President Emmanuel Macron called for a social conference on Tuesday evening "on the financing of our social model," which "relies far too heavily on labor." He called for this project to be launched "in the coming weeks" with unions and employers.
For the head of state, what is needed is "a social model that is less financed by work and more by other factors, in particular consumption" paid for in particular by "tourists" and "the most well-off people".
A hollow way of reviving the "social VAT" illusion passed in 2012 and immediately repealed by François Hollande, consisting of transferring reductions in contributions weighing on work to an increase of a few points in VAT.
Government spokesperson Sophie Primas on Wednesday called the idea of a new social conference "very interesting," while Public Accounts Minister Amélie de Montchalin assured that the government would not act "alone in its corner."
On the union side, some are calling for "negotiations on social protection," both on governance and funding, like FO boss Frédéric Souillot.

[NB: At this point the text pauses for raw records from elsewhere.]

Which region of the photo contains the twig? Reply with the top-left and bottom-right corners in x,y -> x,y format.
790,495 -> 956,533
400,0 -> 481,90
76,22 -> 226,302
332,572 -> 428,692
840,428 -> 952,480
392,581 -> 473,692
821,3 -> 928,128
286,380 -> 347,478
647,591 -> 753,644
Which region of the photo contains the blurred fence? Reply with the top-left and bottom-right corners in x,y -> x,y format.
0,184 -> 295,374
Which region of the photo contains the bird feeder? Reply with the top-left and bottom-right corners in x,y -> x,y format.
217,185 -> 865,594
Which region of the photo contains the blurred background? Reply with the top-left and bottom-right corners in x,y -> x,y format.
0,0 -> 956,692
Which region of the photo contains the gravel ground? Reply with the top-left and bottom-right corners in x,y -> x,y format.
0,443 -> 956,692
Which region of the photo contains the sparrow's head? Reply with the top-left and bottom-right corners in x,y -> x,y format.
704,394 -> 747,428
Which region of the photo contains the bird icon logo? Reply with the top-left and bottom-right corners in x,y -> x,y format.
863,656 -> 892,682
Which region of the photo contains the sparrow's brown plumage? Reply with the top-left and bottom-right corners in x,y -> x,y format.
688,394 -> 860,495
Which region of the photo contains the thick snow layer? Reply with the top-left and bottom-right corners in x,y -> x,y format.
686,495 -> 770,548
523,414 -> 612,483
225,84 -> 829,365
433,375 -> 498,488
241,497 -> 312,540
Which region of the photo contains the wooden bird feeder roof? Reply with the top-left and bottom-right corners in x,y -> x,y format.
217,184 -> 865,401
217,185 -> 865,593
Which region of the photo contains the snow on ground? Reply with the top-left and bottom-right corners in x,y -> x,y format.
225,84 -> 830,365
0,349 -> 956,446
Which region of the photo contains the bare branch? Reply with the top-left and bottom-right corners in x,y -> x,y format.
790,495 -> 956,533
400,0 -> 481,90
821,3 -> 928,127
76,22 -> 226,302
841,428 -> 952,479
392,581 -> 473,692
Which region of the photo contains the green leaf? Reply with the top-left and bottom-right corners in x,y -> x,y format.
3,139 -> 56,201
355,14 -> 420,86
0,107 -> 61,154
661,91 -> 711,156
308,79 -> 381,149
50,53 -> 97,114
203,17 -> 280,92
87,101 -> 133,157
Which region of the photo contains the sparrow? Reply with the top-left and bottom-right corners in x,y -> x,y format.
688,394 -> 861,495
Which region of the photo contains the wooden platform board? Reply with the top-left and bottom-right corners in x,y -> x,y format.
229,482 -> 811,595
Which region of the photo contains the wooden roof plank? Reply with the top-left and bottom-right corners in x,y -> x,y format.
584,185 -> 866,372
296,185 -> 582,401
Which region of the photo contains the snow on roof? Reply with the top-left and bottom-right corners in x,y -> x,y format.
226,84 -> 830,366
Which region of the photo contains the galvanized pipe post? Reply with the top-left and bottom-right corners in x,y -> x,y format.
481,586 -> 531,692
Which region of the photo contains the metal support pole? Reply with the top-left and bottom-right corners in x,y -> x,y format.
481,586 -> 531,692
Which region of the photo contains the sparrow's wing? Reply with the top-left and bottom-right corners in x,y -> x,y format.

On the other hand, the idea of a social VAT is seen as "old hat" and is met with hostility from the unions. "VAT is the most unfair tax there is. It's a pittance for the rich and a considerable expense for the poorest," protests Denis Gravouil of the CGT (General Confederation of Labour).
"It's anything but socially fair," argues Eric Gautron, in charge of social protection at FO, fearing that "as soon as we switch from contributions to taxes, it's the nationalization" of social security.
"The worst tax"
On the employer side, all employer organizations are calling for a reform of social security financing, with the Medef and the CPME (French employers' association) supporting social VAT. The U2P (Union for a Popular Movement) has proposed a "big bang" to improve net earned income by eliminating the CSG-CRDS (General Social Contribution) and finding revenue from pensions, annuities, inheritance, and VAT.
But Mr. Macron retorted on Tuesday that these contributions should not be "mitigated," insisting on the option of financing based on consumption.
In the political class, social VAT is criticized on the left as well as in the RN.
"We cannot make low-income French people pay for what we do not make businesses pay," declared Socialist Party leader Olivier Faure.
"It's always the easy way out. Another tax increase, the most unfair," "the most massive," which "affects everyone," noted RN MP Jean-Philippe Tanguy on RMC.
Eric Heyer, director of the OFCE's Analysis and Forecasting Department, noted to AFP that there is "a sort of consensus that our social model should not be financed solely by contributions," which is "no longer the case," with a large portion being paid for by taxes. But, he says, "we need a method, and this is perhaps where we don't all agree."
Within the social model's expenditures - pensions, family, health, poverty, unemployment - he believes that what is universal, such as family and health, should not be "financed solely by workers", but by a tax, while it is "logical" that pensions or unemployment should be financed by contributions.
But when it comes to taxation, while favouring the CSG (General Social Contribution), he believes that VAT is "the worst tax".